Physiology: United unto Death

  • Share
  • Read Later

In the world they made for themselves, Siamese Twins Margaret and Mary Gibb were not only accustomed to their affliction. They came to prefer it. As adults they refused even to discuss the possibility of separation. To them, such a move would have seemed no less than amputation of a major limb. In recent weeks their feeling haunted their physician, Dr. John Appel, because though Mary seemed entirely healthy, Margaret was suffering from rapidly spreading cancer. But the sisters did not change their view, and last week when Margaret's cancer had spread to her lungs and heart, it had also spread to

Mary. They died, at 54, within two minutes of each other.

From the start, their mother recalled, the personalities of the nonidentical twins "had always been different." Mary was overweight, easygoing and carefree; Margaret was thin, high-strung, and always worried about health and finances. They earned their first money at 16 doing a vaudeville song-and-dance act in the U.S. and later in Europe. After a series of jobs in circuses, they retired to open a gift shop in their home town of Holyoke, Mass. When it closed in 1949, they lived in near-seclusion until their deaths.

Joined by bone and flesh just above the buttocks, they had separate organs except for the rectum.
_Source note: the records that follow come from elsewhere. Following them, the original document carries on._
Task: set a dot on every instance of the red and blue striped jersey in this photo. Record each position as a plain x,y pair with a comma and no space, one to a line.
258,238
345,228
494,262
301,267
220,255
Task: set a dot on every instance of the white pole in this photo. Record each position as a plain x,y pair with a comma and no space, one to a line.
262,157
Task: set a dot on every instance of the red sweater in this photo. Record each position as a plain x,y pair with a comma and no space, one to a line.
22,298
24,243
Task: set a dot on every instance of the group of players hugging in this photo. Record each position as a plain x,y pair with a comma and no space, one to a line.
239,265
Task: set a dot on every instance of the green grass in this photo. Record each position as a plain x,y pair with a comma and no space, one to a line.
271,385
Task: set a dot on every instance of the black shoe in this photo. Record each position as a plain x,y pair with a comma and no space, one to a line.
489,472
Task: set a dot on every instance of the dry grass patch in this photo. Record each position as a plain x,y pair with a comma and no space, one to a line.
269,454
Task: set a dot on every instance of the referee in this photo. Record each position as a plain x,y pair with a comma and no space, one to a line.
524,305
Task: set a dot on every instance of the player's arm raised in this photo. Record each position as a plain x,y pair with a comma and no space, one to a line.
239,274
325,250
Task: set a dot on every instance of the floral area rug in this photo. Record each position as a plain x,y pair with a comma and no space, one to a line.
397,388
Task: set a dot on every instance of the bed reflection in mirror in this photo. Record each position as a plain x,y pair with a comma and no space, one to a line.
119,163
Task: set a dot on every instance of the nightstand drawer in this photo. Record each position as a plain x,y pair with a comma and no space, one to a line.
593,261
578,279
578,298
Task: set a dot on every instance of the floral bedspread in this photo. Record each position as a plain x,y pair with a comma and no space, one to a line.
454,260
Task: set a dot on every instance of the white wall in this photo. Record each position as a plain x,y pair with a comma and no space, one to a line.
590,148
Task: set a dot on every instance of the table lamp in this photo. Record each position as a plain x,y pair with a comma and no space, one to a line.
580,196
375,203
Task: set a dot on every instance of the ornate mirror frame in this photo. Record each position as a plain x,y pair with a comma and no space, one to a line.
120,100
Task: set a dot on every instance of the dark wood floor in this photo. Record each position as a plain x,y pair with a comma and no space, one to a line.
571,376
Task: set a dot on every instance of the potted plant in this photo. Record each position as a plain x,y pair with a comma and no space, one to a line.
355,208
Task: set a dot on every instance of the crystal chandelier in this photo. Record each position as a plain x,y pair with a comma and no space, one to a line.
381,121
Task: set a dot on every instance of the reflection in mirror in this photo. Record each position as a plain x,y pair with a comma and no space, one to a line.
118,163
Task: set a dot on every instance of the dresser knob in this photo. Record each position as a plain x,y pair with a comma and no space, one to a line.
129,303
Neither felt the other's pain, and their circulatory systems were largely separate. But a few, small arterial branches "appeared to connect," said Pathologist H. Paul Wakefield, and evidently transported the cancer. He could not be more specific, because his autopsy did not include a microscopic examination of the twins' connected tissues. They had requested that they not be separated even after death—so that they could be buried in a special coffin in the state in which they had lived and died.